SRMMP-CharQM, Physics-Informed Deep Learning for Toxicity Prediction: Quantum Mechanical Descriptors Enable Scaffold Hopping in Mitochondrial Membrane Potential Assays.

Disruption of mitochondrial membrane potential (SR-MMP, Stress Response─Mitochondrial Membrane Potential) is a critical toxicity end point in early drug safety assessment. However, traditional prediction models based on molecular topology or sequences often struggle to resolve Activity Cliffs and suffer from limited generalization capabilities when facing unseen molecular scaffolds (i.e., scaffold-hopping scenarios), largely due to overfitting to specific structural fragments. To address this challenge, we propose SRMMP-CharQM, a physics-informed dual-branch deep learning framework. This model integrates BiGRU-based SMILES sequence encoding with global electronic descriptors (HOMO-LUMO gap and Total Energy) calculated via semiempirical quantum mechanical methods (xTB). Validated on a rigorous scaffold-split data set exhibiting significant label distribution shift (toxicity ratio: 6.400% in validation vs 28.9% in testing), SRMMP-CharQM demonstrated superior generalization performance.
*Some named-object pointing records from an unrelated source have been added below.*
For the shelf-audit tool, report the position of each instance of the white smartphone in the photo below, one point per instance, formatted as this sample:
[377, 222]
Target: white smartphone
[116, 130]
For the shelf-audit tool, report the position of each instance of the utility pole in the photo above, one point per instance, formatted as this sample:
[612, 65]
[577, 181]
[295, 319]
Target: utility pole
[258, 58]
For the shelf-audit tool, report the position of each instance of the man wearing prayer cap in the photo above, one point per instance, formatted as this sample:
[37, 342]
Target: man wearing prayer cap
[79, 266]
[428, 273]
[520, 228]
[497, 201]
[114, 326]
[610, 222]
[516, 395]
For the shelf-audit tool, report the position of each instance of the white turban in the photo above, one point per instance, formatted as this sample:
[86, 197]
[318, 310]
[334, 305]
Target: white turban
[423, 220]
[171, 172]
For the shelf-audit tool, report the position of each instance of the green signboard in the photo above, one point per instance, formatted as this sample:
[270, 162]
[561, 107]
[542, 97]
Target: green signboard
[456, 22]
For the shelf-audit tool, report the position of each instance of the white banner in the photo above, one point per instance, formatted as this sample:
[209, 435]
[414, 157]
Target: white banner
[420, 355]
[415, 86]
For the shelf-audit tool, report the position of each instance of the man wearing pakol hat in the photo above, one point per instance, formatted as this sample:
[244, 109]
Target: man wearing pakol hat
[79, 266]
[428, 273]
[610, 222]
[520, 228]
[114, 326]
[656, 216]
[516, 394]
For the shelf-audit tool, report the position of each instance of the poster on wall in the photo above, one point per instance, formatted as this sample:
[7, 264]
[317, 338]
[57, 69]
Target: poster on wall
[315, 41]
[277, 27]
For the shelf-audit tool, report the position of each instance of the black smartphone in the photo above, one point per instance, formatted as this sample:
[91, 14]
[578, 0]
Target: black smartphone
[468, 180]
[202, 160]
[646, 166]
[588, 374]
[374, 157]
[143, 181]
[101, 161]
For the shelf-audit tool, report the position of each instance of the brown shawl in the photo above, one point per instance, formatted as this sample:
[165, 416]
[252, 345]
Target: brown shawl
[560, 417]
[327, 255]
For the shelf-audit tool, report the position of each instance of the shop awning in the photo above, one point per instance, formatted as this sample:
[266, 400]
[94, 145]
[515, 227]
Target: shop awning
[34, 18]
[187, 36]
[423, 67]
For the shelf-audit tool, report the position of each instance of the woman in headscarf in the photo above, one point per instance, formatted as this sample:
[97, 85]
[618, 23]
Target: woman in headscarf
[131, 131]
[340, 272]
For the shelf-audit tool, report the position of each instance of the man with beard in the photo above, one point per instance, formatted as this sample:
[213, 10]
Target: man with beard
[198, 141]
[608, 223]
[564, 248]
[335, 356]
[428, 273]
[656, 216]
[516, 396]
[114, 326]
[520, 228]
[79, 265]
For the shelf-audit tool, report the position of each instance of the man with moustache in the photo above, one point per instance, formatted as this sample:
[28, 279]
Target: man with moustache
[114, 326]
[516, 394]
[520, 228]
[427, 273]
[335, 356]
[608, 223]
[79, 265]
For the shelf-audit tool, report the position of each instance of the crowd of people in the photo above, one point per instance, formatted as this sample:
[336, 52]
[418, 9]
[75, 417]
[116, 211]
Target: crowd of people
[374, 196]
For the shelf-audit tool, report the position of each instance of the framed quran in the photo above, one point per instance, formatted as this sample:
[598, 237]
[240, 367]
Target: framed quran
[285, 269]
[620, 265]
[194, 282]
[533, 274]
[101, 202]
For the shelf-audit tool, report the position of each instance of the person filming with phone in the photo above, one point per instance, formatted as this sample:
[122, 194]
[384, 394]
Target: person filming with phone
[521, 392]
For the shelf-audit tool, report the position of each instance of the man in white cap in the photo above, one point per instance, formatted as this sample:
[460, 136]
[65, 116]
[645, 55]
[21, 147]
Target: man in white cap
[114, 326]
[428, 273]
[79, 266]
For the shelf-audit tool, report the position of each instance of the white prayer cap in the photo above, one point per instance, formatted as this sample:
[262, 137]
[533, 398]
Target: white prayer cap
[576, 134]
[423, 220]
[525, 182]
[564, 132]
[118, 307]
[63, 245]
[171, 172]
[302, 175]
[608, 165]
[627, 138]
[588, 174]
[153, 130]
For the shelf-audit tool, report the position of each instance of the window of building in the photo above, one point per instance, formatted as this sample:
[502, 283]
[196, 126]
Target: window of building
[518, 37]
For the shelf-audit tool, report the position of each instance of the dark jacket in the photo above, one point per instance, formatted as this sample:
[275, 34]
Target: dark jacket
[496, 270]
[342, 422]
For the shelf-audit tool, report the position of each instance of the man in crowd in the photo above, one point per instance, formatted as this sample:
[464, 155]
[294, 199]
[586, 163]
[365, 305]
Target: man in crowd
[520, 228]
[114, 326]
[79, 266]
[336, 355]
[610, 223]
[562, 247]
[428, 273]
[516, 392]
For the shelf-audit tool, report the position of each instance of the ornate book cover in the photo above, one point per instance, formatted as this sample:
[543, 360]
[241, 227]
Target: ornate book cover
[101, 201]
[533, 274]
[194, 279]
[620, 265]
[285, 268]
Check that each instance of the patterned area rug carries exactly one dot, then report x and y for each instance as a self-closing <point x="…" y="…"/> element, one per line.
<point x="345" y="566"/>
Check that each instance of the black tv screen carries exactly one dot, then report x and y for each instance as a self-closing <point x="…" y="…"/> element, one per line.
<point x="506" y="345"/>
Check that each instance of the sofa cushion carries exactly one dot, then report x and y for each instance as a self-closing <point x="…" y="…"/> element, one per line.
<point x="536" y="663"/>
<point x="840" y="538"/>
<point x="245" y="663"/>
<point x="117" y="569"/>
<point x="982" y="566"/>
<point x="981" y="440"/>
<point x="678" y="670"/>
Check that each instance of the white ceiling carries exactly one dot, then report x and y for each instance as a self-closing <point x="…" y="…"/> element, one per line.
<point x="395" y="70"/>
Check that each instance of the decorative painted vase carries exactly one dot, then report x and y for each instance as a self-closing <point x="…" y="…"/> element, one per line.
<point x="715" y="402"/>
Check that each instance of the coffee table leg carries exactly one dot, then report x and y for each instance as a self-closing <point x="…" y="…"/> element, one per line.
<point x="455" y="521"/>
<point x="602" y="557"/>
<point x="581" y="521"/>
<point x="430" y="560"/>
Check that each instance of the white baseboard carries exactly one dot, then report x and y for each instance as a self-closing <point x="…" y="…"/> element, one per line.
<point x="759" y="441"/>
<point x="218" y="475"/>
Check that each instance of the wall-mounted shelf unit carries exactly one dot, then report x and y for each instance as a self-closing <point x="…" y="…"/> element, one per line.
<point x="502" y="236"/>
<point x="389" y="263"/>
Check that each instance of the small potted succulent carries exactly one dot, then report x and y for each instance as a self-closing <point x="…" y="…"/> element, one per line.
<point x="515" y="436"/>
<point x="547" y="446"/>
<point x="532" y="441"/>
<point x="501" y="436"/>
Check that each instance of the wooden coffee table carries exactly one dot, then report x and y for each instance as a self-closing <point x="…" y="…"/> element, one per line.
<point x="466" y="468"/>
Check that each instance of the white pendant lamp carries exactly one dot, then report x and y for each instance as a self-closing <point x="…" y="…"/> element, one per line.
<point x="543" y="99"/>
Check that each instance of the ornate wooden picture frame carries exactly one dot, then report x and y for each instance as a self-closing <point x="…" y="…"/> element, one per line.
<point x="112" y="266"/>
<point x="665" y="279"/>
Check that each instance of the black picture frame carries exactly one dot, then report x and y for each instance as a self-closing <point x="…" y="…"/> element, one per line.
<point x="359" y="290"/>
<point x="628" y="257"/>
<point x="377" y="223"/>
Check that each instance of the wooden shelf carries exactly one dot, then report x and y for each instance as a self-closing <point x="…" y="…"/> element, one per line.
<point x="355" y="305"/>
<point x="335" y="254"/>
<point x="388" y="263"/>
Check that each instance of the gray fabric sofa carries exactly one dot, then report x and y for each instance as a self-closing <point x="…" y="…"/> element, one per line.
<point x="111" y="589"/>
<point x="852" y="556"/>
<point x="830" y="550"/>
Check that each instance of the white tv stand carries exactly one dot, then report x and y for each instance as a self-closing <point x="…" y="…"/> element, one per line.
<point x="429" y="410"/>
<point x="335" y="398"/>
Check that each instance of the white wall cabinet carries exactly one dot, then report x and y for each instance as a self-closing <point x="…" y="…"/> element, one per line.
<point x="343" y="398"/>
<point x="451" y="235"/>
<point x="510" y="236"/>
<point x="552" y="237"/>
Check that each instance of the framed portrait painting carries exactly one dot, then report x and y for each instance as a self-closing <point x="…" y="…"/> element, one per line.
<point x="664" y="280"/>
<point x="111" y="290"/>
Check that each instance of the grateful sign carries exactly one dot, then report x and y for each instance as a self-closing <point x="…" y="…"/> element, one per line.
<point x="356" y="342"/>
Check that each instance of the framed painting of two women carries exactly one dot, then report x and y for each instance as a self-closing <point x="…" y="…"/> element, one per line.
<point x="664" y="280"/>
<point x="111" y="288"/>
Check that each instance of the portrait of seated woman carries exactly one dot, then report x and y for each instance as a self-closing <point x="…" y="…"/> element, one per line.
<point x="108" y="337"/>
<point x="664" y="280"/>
Experimental results show that the incorporation of quantum features boosted the model's performance on the external test set to an Area Under the Receiver Operating Characteristic Curve (AUC) of 0.854 and an Area Under the Precision-Recall Curve (AUPRC) of 0.693, achieving a significant improvement (approximately 16% relative gain in AUPRC) compared to the structure-only baseline. Mechanistic analysis reveals that quantum descriptors act as a critical physical inductive bias, empowering the model with reasoning capabilities beyond structural memorization. First, the model successfully resolved activity cliff cases where structurally similar compounds exhibit divergent toxicities, accurately identifying unstable, high-reactivity molecules via energy gap differences. Second, the predicted probability landscape reveals that the model captures complex nonlinear interactions: compounds with narrow gaps and moderate sizes are assigned the highest toxicity risk (probability > 0.600). Conversely, for ultralarge molecules with similarly narrow gaps, the model exhibits a learned "Steric Cutoff", correctly classifying them as safe.